Pela sua gravidade, a vulnerabilidade recebeu uma pontuação de 9,5 em 10 na escala CVSS e um identificador oficial com o código CVE-2026-66066. Esta vulnerabilidade afeta todas as versões do Ruby on Rails a partir das versões 7.x, que desde 2022 usam esta biblioteca de processamento de imagens como opção pré-definida. Esta descoberta acabaria por não ser feita de forma isolada. A mesma falha acabou por ser identificada, dias depois e de forma independente, por um investigador da japonesa GMO Flatt Security.

Esta situação levou a que as duas equipas acabassem por se coordenar entre si e com os responsáveis do Ruby on Rails num processo de correção global. As atualizações críticas já foram lançadas, mas a Ethiack alerta que aplicá-las pode não ser suficiente. Muitas aplicações podem também precisar de ser atualizadas em separado da biblioteca de processamento de imagens de terceiros.
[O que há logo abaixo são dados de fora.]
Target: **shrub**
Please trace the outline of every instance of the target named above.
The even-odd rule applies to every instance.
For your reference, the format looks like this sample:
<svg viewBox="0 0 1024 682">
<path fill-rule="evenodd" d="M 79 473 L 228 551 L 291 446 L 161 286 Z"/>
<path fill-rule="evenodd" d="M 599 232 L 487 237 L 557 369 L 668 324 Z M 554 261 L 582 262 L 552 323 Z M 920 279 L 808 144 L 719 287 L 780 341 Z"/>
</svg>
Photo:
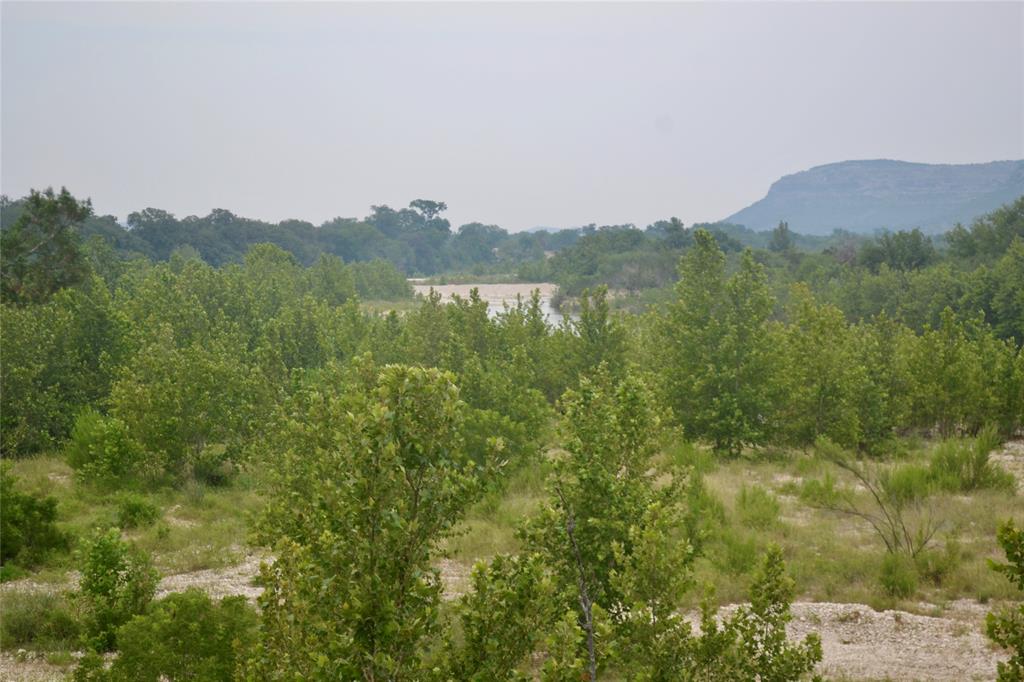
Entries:
<svg viewBox="0 0 1024 682">
<path fill-rule="evenodd" d="M 992 561 L 992 569 L 1006 576 L 1018 590 L 1024 590 L 1024 530 L 1007 521 L 997 537 L 1008 562 Z M 985 619 L 985 634 L 1010 650 L 1010 659 L 998 665 L 999 682 L 1024 679 L 1024 604 L 1008 607 L 1000 613 L 990 612 Z"/>
<path fill-rule="evenodd" d="M 461 642 L 445 641 L 450 679 L 511 680 L 554 621 L 553 586 L 537 556 L 496 556 L 473 567 L 459 602 Z"/>
<path fill-rule="evenodd" d="M 931 475 L 943 489 L 971 493 L 982 488 L 1013 492 L 1016 481 L 1011 473 L 989 462 L 989 455 L 999 445 L 994 427 L 987 427 L 972 440 L 946 440 L 932 456 Z"/>
<path fill-rule="evenodd" d="M 128 493 L 118 500 L 118 525 L 137 528 L 153 525 L 160 518 L 160 509 L 141 495 Z"/>
<path fill-rule="evenodd" d="M 909 557 L 886 553 L 879 582 L 890 597 L 905 599 L 918 590 L 918 569 Z"/>
<path fill-rule="evenodd" d="M 736 498 L 736 514 L 739 520 L 752 528 L 765 529 L 778 523 L 778 500 L 760 485 L 739 488 Z"/>
<path fill-rule="evenodd" d="M 925 550 L 914 558 L 918 574 L 935 585 L 942 585 L 947 576 L 952 573 L 963 560 L 963 551 L 955 539 L 946 540 L 945 547 L 938 550 Z"/>
<path fill-rule="evenodd" d="M 150 557 L 122 541 L 115 528 L 97 530 L 82 556 L 86 643 L 111 651 L 117 629 L 142 613 L 153 599 L 158 574 Z"/>
<path fill-rule="evenodd" d="M 0 563 L 33 565 L 52 551 L 67 550 L 68 536 L 56 526 L 56 499 L 15 489 L 9 469 L 0 462 Z"/>
<path fill-rule="evenodd" d="M 93 483 L 112 483 L 138 476 L 145 453 L 116 417 L 104 417 L 92 408 L 79 413 L 67 450 L 68 463 L 78 475 Z"/>
<path fill-rule="evenodd" d="M 118 630 L 110 679 L 227 682 L 252 647 L 258 625 L 245 597 L 215 602 L 197 589 L 168 595 Z"/>
<path fill-rule="evenodd" d="M 70 649 L 78 643 L 81 631 L 74 604 L 61 594 L 10 591 L 3 596 L 0 649 Z"/>
</svg>

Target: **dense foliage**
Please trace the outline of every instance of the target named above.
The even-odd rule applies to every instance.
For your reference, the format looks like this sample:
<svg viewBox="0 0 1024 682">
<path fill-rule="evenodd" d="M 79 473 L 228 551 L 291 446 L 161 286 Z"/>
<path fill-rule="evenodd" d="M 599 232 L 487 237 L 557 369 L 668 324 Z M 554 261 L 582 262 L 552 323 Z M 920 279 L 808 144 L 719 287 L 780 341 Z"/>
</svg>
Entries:
<svg viewBox="0 0 1024 682">
<path fill-rule="evenodd" d="M 735 543 L 760 566 L 750 606 L 720 621 L 709 606 L 699 630 L 681 613 L 721 512 L 667 445 L 723 461 L 815 447 L 833 466 L 799 493 L 871 525 L 896 596 L 936 572 L 938 492 L 1011 487 L 989 453 L 1024 422 L 1024 202 L 946 251 L 910 232 L 810 252 L 784 223 L 757 236 L 670 220 L 530 238 L 558 243 L 551 258 L 493 226 L 453 236 L 424 200 L 318 228 L 147 210 L 113 246 L 80 243 L 75 223 L 96 220 L 83 206 L 44 193 L 3 207 L 20 212 L 4 239 L 25 283 L 0 306 L 4 457 L 59 452 L 79 484 L 118 491 L 122 528 L 157 521 L 132 492 L 248 471 L 274 560 L 258 615 L 197 594 L 153 603 L 148 558 L 100 529 L 80 552 L 93 655 L 79 679 L 800 679 L 820 647 L 784 638 L 795 588 L 779 552 Z M 68 250 L 67 278 L 24 257 L 36 233 Z M 539 295 L 495 313 L 475 291 L 401 311 L 361 302 L 408 299 L 400 270 L 494 264 L 512 243 L 509 258 L 564 278 L 574 314 L 551 324 Z M 623 290 L 654 287 L 643 314 L 614 310 Z M 929 466 L 883 460 L 914 434 L 947 439 Z M 531 467 L 548 495 L 520 551 L 482 560 L 445 606 L 445 543 Z M 4 563 L 61 549 L 54 503 L 6 472 L 2 494 Z M 754 528 L 779 514 L 757 486 L 734 513 Z"/>
</svg>

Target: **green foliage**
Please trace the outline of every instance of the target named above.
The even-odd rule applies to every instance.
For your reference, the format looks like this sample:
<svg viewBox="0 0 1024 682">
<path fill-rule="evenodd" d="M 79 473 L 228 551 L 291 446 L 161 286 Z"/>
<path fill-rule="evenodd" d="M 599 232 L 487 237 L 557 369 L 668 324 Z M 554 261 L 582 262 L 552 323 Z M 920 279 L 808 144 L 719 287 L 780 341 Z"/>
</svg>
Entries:
<svg viewBox="0 0 1024 682">
<path fill-rule="evenodd" d="M 724 254 L 698 229 L 679 273 L 658 340 L 658 369 L 676 418 L 689 437 L 721 452 L 767 442 L 776 344 L 764 268 L 748 251 L 726 278 Z"/>
<path fill-rule="evenodd" d="M 743 485 L 736 496 L 739 522 L 751 528 L 769 528 L 778 523 L 778 500 L 760 485 Z"/>
<path fill-rule="evenodd" d="M 740 606 L 725 627 L 735 644 L 725 666 L 713 664 L 713 679 L 799 680 L 821 660 L 821 641 L 808 635 L 803 642 L 786 640 L 785 625 L 792 619 L 794 583 L 785 574 L 782 553 L 768 552 L 751 586 L 750 606 Z M 726 672 L 728 671 L 728 672 Z"/>
<path fill-rule="evenodd" d="M 854 488 L 826 478 L 805 485 L 805 500 L 866 522 L 890 554 L 914 558 L 928 549 L 944 519 L 935 512 L 932 495 L 937 485 L 927 467 L 851 461 L 826 439 L 819 439 L 816 446 L 823 459 L 848 473 L 867 495 L 858 496 Z"/>
<path fill-rule="evenodd" d="M 364 363 L 299 392 L 260 537 L 276 560 L 252 679 L 413 675 L 438 628 L 438 543 L 481 489 L 451 375 Z"/>
<path fill-rule="evenodd" d="M 908 599 L 918 591 L 918 568 L 904 554 L 886 553 L 882 559 L 879 583 L 890 597 Z"/>
<path fill-rule="evenodd" d="M 553 571 L 564 608 L 579 608 L 586 635 L 579 657 L 593 679 L 614 655 L 601 644 L 596 613 L 614 616 L 612 608 L 625 608 L 624 631 L 635 628 L 621 650 L 643 651 L 658 637 L 643 626 L 644 614 L 670 613 L 687 585 L 691 548 L 670 535 L 684 525 L 685 476 L 670 470 L 665 484 L 654 483 L 660 472 L 650 465 L 662 419 L 636 377 L 615 384 L 602 366 L 565 394 L 562 407 L 566 455 L 555 464 L 549 503 L 523 537 Z"/>
<path fill-rule="evenodd" d="M 168 595 L 118 629 L 118 657 L 105 679 L 229 682 L 258 625 L 245 597 L 215 602 L 197 589 Z"/>
<path fill-rule="evenodd" d="M 1024 530 L 1007 521 L 999 527 L 998 541 L 1007 563 L 993 561 L 992 568 L 1006 576 L 1018 590 L 1024 590 Z M 985 634 L 1010 651 L 1010 659 L 998 664 L 999 682 L 1024 679 L 1024 604 L 990 612 L 985 621 Z"/>
<path fill-rule="evenodd" d="M 160 508 L 141 495 L 126 493 L 118 499 L 118 526 L 138 528 L 150 526 L 160 518 Z"/>
<path fill-rule="evenodd" d="M 41 303 L 65 287 L 82 282 L 88 267 L 75 227 L 92 215 L 88 200 L 80 202 L 66 188 L 33 190 L 14 224 L 0 237 L 0 301 Z"/>
<path fill-rule="evenodd" d="M 473 567 L 460 599 L 461 642 L 450 634 L 443 676 L 452 680 L 529 679 L 517 672 L 554 620 L 553 585 L 537 556 L 496 556 Z"/>
<path fill-rule="evenodd" d="M 0 648 L 5 651 L 74 649 L 81 631 L 75 604 L 62 594 L 10 590 L 3 595 Z"/>
<path fill-rule="evenodd" d="M 97 530 L 82 548 L 81 599 L 86 644 L 96 651 L 117 646 L 117 630 L 145 611 L 159 574 L 150 558 L 111 528 Z"/>
<path fill-rule="evenodd" d="M 141 477 L 148 462 L 124 421 L 104 417 L 92 408 L 75 419 L 65 452 L 68 464 L 90 483 L 112 484 Z"/>
<path fill-rule="evenodd" d="M 45 304 L 0 306 L 0 450 L 23 456 L 67 437 L 76 414 L 110 391 L 121 328 L 101 282 Z"/>
<path fill-rule="evenodd" d="M 0 563 L 32 566 L 54 551 L 67 551 L 68 536 L 56 525 L 55 498 L 18 491 L 9 462 L 0 462 Z"/>
<path fill-rule="evenodd" d="M 111 412 L 163 473 L 217 483 L 256 429 L 261 387 L 228 340 L 182 348 L 164 327 L 124 367 Z"/>
<path fill-rule="evenodd" d="M 950 252 L 964 259 L 998 258 L 1015 239 L 1024 239 L 1024 197 L 946 235 Z"/>
<path fill-rule="evenodd" d="M 817 305 L 802 285 L 794 288 L 784 336 L 784 397 L 780 431 L 794 444 L 820 436 L 852 447 L 863 440 L 857 398 L 866 389 L 852 330 L 835 306 Z"/>
<path fill-rule="evenodd" d="M 1013 474 L 989 461 L 989 455 L 1001 444 L 994 427 L 981 431 L 970 440 L 944 440 L 932 455 L 932 477 L 943 489 L 972 493 L 995 488 L 1013 493 L 1017 482 Z"/>
</svg>

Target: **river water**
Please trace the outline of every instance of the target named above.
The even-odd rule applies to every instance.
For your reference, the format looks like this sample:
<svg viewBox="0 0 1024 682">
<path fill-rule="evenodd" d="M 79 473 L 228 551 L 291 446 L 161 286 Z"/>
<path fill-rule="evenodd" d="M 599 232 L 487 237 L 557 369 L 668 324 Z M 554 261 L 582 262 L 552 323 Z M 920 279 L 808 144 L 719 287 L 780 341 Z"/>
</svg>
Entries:
<svg viewBox="0 0 1024 682">
<path fill-rule="evenodd" d="M 522 296 L 527 300 L 536 289 L 541 293 L 541 309 L 544 311 L 548 322 L 552 325 L 560 325 L 562 315 L 551 305 L 551 297 L 555 293 L 555 285 L 551 283 L 541 284 L 464 284 L 464 285 L 426 285 L 413 283 L 413 289 L 417 294 L 426 296 L 431 289 L 441 295 L 444 301 L 451 301 L 453 296 L 469 298 L 469 292 L 477 289 L 480 298 L 487 302 L 487 313 L 495 315 L 504 309 L 505 304 L 509 306 L 515 304 L 516 296 Z"/>
</svg>

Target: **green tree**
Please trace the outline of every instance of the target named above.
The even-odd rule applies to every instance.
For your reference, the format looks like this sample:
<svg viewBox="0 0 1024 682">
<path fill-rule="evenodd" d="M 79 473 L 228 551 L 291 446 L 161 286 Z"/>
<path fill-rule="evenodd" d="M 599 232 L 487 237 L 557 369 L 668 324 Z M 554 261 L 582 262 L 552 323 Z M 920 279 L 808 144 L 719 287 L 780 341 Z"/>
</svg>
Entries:
<svg viewBox="0 0 1024 682">
<path fill-rule="evenodd" d="M 768 242 L 768 250 L 775 253 L 787 253 L 794 249 L 793 232 L 790 231 L 790 223 L 779 221 L 775 229 L 771 230 L 771 240 Z"/>
<path fill-rule="evenodd" d="M 53 551 L 68 549 L 57 525 L 56 498 L 17 489 L 9 462 L 0 462 L 0 564 L 32 566 Z"/>
<path fill-rule="evenodd" d="M 314 382 L 281 424 L 250 679 L 415 679 L 438 631 L 431 560 L 481 485 L 465 407 L 434 369 L 362 364 L 346 383 Z"/>
<path fill-rule="evenodd" d="M 0 301 L 41 303 L 65 287 L 82 282 L 88 265 L 76 226 L 92 215 L 89 200 L 68 189 L 35 189 L 17 220 L 0 237 Z"/>
<path fill-rule="evenodd" d="M 818 305 L 806 286 L 791 295 L 784 332 L 784 384 L 779 428 L 793 443 L 819 436 L 851 447 L 861 439 L 856 396 L 867 381 L 842 310 Z"/>
<path fill-rule="evenodd" d="M 195 588 L 170 594 L 118 629 L 118 657 L 106 679 L 230 682 L 258 627 L 245 597 L 213 601 Z"/>
<path fill-rule="evenodd" d="M 764 267 L 750 251 L 725 275 L 711 232 L 694 232 L 679 265 L 675 300 L 660 334 L 665 390 L 687 435 L 731 454 L 770 436 L 773 299 Z"/>
<path fill-rule="evenodd" d="M 112 651 L 117 630 L 145 611 L 159 574 L 150 557 L 115 528 L 96 530 L 82 549 L 81 598 L 89 648 Z"/>
<path fill-rule="evenodd" d="M 517 669 L 541 643 L 554 613 L 554 586 L 539 556 L 499 555 L 473 567 L 459 600 L 458 630 L 445 637 L 443 677 L 528 680 Z"/>
<path fill-rule="evenodd" d="M 1007 521 L 998 531 L 999 545 L 1007 563 L 991 562 L 1018 590 L 1024 590 L 1024 530 Z M 997 645 L 1010 650 L 1010 659 L 997 666 L 999 682 L 1024 680 L 1024 604 L 990 612 L 985 620 L 985 634 Z"/>
<path fill-rule="evenodd" d="M 169 326 L 123 368 L 111 390 L 114 417 L 171 478 L 218 482 L 258 427 L 265 386 L 237 342 L 179 348 Z"/>
<path fill-rule="evenodd" d="M 664 542 L 668 527 L 682 524 L 683 477 L 675 472 L 669 484 L 654 484 L 660 472 L 651 470 L 651 457 L 662 420 L 639 379 L 627 375 L 615 385 L 602 367 L 594 379 L 582 379 L 578 391 L 566 392 L 562 408 L 566 455 L 556 463 L 550 501 L 522 535 L 554 572 L 563 608 L 575 613 L 583 633 L 579 658 L 594 680 L 609 655 L 600 642 L 602 612 L 624 603 L 627 595 L 632 596 L 630 605 L 642 600 L 650 607 L 651 599 L 654 607 L 675 605 L 672 599 L 658 601 L 665 590 L 657 595 L 644 591 L 650 584 L 638 577 L 638 566 L 644 564 L 637 552 L 658 558 L 662 567 L 672 564 L 673 574 L 686 574 L 689 547 Z M 657 551 L 647 551 L 652 543 Z M 622 578 L 624 572 L 632 578 Z M 671 592 L 676 582 L 667 583 Z M 574 674 L 575 660 L 552 664 L 561 672 L 550 674 Z"/>
</svg>

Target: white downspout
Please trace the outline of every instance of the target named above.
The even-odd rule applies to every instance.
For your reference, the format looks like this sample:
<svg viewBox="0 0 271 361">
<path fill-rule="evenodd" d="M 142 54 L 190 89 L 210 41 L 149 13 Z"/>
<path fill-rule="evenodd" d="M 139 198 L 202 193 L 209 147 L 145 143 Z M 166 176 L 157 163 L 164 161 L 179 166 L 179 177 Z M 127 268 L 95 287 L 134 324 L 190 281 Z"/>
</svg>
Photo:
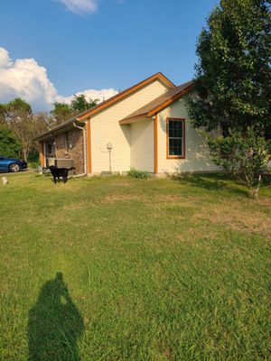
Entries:
<svg viewBox="0 0 271 361">
<path fill-rule="evenodd" d="M 87 175 L 86 129 L 83 126 L 77 125 L 75 124 L 75 122 L 73 122 L 72 125 L 75 128 L 78 128 L 78 129 L 80 129 L 83 131 L 83 148 L 84 148 L 84 172 L 81 174 L 74 175 L 72 178 L 83 177 L 84 175 Z"/>
</svg>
Organizações que possam ter sido expostas devem considerar substituir as chaves e as credenciais que atacantes poderiam ter conseguido ler a partir do servidor.

Citado em comunicado, André Baptista sublinha que “esta era uma vulnerabilidade crítica que colocava até meio milhão de aplicações web em risco sempre que um utilizador carregava uma imagem”. O responsável destacou o papel da Ethiack, que graças à criatividade e competência da sua equipa de hackers humanos equipados com ferramentas como agentes de IA, prometem ajudar “equipas de cibersegurança a lidar com emergências como esta, em que a prioridade é a velocidade, a agilidade e a responsabilidade na resolução do problema.

Até ao momento não há indícios de exploração ativa da falha. Contudo, tendo em conta o pormenor técnico completo do ataque, este continua a ser verificado discretamente pelas equipas envolvidas, precisamente para dar tempo às organizações afetadas para aplicarem as correções antes que sejam publicados todos os detalhes públicos da vulnerabilidade.